Here’s what. (And why, perhaps, he saw fit to award me only a C+ in his course.) What McCain’s choice clearly tells us is that he is as cynical, as triangulating as any of the Senatorial colleagues he has recently come to hold in such low regard. McCain, or perhaps his advisors evidently concluded that running against change is a losing proposition – hardly surprising in view of the ruinous results of the serial calamities brought us by the current administration – and that for the faithful, Governor Palin is change personified. As Rick David, McCain’s campaign manager revealingly said, “This election is not about issues. This election is about a composite view of what people take away from these candidates.” Mangled syntax aside, this about says it all. It’s not the economy or any other damned thing. It’s the composite view, stupid. Change is now at the top of the needs pyramid and that McCain will deliver it in copious amounts is evidently the core of the new and improved McCain strategy. If enough people buy into this dazzling flimflam, it just might get him elected. Which will be OK because it will reflect the desires of the people for, altogether now, change.

But change, in and of itself, is a journey without a destination. We know where we are, and it ain’t so great. We know change, somehow or other, will be required to get us somewhere else. Identifying that place, and outlining with some exactitude what will be required for us to get there would seem the least we should ask of our would-be next Presidents. It’s called leadership.

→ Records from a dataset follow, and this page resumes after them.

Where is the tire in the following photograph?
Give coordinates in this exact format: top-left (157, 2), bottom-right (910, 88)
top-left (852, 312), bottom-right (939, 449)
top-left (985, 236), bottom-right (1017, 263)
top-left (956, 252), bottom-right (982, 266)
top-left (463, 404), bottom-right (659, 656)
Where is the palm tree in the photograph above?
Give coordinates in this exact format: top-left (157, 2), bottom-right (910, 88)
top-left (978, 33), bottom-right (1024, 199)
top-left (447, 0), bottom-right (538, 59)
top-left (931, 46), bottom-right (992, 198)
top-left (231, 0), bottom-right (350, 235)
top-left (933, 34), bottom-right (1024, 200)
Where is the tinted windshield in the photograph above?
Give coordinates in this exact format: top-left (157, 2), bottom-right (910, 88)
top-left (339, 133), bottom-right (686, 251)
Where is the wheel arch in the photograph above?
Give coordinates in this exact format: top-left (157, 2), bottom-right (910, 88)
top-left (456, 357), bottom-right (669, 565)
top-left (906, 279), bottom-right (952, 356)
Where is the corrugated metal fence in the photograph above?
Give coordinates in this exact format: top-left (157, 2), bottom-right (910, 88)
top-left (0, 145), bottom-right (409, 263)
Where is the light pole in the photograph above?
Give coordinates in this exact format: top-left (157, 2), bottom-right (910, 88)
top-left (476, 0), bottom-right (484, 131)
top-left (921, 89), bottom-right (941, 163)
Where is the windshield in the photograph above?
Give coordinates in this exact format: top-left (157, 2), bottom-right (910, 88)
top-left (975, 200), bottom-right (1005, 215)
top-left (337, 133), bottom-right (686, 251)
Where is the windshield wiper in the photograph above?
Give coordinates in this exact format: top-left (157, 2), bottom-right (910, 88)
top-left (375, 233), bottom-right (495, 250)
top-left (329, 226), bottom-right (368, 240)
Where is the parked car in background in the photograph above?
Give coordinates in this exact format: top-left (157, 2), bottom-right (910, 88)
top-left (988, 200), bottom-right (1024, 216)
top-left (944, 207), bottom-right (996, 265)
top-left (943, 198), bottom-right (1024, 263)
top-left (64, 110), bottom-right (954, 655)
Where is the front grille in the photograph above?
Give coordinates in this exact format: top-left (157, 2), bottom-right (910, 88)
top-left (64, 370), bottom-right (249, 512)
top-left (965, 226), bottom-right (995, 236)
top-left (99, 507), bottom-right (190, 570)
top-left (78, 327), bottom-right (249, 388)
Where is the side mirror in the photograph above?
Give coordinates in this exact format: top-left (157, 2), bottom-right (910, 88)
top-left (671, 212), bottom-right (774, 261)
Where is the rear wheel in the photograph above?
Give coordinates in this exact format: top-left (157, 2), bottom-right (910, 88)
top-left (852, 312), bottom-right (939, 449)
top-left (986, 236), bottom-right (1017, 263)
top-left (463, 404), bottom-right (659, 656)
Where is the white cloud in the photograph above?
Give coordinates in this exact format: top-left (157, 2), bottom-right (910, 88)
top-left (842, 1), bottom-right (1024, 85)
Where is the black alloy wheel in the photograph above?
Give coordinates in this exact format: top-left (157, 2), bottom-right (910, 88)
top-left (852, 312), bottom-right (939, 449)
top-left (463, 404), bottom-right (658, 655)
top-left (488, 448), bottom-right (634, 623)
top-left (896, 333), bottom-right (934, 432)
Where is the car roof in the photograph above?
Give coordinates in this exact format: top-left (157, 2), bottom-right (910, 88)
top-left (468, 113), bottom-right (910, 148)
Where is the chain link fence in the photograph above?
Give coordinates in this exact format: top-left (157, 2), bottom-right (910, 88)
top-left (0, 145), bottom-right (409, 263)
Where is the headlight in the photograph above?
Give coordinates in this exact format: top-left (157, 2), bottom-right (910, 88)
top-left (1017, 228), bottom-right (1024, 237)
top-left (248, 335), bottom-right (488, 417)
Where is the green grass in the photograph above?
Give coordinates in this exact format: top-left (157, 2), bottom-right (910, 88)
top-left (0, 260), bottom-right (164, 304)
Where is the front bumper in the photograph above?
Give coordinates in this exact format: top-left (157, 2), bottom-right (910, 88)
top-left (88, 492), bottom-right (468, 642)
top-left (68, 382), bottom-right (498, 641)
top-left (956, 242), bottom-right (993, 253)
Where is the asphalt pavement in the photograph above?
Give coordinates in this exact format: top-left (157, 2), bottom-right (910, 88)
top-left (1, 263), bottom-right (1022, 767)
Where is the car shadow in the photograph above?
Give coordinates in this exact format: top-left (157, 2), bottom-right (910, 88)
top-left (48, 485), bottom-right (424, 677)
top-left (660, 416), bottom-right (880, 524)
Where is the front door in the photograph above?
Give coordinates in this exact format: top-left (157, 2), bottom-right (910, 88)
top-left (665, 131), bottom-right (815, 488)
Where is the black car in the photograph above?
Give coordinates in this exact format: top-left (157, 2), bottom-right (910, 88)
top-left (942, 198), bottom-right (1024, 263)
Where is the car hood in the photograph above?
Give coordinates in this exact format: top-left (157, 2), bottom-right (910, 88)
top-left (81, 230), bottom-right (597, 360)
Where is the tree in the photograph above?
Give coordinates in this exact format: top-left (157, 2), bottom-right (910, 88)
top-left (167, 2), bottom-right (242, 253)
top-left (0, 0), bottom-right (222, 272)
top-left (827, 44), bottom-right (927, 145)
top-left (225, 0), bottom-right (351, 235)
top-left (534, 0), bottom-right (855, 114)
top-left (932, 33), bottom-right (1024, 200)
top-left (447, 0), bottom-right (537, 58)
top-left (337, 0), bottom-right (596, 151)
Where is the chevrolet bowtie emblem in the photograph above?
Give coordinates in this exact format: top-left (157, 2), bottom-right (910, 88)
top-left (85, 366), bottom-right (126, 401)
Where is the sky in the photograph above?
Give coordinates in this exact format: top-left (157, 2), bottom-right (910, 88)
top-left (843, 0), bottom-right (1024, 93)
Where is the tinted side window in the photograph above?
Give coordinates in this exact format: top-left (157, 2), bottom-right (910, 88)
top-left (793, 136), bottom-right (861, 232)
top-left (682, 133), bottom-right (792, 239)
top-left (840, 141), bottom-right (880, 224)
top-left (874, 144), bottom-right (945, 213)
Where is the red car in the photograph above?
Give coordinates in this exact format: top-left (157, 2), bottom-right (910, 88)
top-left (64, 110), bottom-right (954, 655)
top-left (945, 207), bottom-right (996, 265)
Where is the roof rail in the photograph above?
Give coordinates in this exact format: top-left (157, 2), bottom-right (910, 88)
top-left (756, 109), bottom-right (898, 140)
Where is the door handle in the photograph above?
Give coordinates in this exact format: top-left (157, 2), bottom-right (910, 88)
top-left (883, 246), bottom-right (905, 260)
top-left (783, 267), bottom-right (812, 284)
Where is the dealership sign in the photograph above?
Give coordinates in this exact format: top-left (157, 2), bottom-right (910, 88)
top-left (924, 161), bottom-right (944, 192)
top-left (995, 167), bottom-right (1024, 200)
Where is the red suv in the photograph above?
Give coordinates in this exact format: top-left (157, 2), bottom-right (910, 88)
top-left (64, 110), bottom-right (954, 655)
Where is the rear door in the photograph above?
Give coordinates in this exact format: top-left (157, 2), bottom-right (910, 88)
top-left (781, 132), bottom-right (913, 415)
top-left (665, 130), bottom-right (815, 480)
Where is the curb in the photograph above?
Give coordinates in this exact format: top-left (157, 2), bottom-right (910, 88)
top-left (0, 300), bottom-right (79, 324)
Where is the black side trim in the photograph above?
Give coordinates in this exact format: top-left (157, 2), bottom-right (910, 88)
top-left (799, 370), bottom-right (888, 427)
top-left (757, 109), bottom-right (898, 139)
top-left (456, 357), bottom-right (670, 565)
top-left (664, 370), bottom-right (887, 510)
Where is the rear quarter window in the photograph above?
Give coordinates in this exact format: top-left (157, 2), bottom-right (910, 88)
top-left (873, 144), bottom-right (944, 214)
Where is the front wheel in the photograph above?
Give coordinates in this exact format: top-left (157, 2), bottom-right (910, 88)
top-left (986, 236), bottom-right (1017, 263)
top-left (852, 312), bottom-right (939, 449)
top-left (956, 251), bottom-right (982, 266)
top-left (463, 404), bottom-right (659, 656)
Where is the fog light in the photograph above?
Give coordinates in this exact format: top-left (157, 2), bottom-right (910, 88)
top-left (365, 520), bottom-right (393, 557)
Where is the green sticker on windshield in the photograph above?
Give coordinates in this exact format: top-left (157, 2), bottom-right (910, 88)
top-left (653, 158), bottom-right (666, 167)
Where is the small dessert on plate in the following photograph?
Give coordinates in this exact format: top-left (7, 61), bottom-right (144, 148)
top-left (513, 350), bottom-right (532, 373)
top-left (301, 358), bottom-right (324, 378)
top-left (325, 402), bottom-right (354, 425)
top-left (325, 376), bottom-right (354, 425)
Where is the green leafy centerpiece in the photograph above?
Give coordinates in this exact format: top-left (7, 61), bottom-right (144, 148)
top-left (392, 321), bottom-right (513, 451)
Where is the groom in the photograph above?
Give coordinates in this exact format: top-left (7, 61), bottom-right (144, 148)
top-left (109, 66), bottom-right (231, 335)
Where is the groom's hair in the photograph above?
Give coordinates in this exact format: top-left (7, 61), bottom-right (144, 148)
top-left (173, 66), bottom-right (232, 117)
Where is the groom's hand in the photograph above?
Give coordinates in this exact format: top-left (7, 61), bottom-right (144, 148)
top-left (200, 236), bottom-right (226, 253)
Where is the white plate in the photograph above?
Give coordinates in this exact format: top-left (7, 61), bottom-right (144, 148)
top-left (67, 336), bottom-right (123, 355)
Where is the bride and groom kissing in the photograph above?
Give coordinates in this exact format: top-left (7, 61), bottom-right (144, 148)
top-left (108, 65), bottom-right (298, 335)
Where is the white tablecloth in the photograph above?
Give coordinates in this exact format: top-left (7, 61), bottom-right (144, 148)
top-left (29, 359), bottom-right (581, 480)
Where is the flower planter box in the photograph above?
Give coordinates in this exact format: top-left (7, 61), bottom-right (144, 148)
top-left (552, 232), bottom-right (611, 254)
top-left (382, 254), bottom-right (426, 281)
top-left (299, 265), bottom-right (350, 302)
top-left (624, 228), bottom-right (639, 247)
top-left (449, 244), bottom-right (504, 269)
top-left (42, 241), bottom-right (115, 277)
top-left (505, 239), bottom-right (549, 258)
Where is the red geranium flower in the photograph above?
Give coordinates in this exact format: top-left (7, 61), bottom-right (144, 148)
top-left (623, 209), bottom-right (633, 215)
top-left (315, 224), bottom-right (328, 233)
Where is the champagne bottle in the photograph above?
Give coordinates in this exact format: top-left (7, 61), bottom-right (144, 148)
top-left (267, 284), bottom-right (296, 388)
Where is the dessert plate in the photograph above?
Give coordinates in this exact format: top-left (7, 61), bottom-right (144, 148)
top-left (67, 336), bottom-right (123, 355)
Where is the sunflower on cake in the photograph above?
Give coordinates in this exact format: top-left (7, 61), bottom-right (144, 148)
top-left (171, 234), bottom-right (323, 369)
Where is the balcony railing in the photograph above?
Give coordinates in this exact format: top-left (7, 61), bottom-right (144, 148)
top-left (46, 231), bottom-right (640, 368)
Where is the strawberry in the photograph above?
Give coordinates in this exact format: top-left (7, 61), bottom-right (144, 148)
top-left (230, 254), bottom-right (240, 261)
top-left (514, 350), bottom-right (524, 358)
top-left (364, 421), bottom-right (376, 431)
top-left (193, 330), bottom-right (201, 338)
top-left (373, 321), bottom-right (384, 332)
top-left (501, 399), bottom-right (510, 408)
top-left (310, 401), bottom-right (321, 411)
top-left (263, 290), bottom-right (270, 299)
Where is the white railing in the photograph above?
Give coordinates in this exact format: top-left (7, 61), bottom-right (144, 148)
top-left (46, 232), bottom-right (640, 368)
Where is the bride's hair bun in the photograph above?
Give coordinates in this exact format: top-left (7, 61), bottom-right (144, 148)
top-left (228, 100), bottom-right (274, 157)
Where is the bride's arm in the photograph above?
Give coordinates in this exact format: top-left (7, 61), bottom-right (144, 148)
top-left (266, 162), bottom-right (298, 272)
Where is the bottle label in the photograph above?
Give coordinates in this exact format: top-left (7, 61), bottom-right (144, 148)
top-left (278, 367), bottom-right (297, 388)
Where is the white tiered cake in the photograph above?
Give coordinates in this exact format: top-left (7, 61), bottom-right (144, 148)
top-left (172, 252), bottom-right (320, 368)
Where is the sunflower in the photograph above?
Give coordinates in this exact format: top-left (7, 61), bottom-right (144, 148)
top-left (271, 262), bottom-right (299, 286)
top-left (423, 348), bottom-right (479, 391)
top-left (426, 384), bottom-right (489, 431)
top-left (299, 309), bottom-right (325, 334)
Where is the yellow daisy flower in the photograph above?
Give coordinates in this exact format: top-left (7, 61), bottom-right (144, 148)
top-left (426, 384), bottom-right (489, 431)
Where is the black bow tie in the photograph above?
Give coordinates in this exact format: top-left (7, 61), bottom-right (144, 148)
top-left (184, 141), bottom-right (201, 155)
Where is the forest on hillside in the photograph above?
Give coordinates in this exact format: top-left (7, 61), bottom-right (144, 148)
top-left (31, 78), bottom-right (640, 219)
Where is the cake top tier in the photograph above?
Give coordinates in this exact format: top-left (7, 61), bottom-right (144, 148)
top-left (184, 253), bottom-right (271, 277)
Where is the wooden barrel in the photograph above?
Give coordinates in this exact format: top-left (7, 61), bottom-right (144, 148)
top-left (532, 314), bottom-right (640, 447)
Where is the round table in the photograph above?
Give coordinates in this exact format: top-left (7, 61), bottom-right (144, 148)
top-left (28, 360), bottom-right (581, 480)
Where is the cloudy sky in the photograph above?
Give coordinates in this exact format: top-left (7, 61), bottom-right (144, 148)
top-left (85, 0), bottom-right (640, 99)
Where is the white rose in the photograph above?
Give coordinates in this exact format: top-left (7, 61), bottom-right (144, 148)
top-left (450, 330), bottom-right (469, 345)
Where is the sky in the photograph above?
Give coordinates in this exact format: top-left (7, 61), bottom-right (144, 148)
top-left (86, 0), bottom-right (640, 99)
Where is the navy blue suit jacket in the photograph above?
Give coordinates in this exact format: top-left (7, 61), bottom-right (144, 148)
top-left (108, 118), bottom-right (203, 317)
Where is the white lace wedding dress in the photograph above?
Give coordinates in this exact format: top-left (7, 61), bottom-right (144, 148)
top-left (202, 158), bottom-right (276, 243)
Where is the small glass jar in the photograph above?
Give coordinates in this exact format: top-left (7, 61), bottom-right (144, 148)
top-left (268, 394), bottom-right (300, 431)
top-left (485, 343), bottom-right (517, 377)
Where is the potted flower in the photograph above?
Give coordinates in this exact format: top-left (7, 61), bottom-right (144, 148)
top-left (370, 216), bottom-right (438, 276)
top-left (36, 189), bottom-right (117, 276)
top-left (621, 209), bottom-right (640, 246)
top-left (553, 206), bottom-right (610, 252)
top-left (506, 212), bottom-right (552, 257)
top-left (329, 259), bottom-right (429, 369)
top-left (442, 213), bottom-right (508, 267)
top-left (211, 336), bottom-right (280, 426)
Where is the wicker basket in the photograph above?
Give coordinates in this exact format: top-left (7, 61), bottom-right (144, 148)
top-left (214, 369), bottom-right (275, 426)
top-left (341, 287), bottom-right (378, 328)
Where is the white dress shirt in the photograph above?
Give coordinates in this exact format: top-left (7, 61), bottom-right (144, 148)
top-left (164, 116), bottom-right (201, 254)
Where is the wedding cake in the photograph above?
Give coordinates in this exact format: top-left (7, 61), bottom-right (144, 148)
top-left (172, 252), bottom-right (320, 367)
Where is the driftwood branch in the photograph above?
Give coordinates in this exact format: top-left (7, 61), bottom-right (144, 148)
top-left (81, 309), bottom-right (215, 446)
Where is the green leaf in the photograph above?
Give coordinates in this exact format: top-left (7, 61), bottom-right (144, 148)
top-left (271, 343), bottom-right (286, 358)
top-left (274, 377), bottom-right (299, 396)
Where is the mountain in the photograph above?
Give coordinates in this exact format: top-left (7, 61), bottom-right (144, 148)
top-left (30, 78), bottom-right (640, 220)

I think even Reggie might agree.


(Full disclosure: I am, and have been through numerous relocations, a registered Republican. My threadbare rationale for this apparent denial of logic is a desire to help move the party towards the center of the political spectrum and reduce its emphasis on the so-called cultural “wedge” issues. In this, I’m clearly demonstrating the form of insanity Einstein once described as doing the same thing repeatedly, each time hoping for a different result.)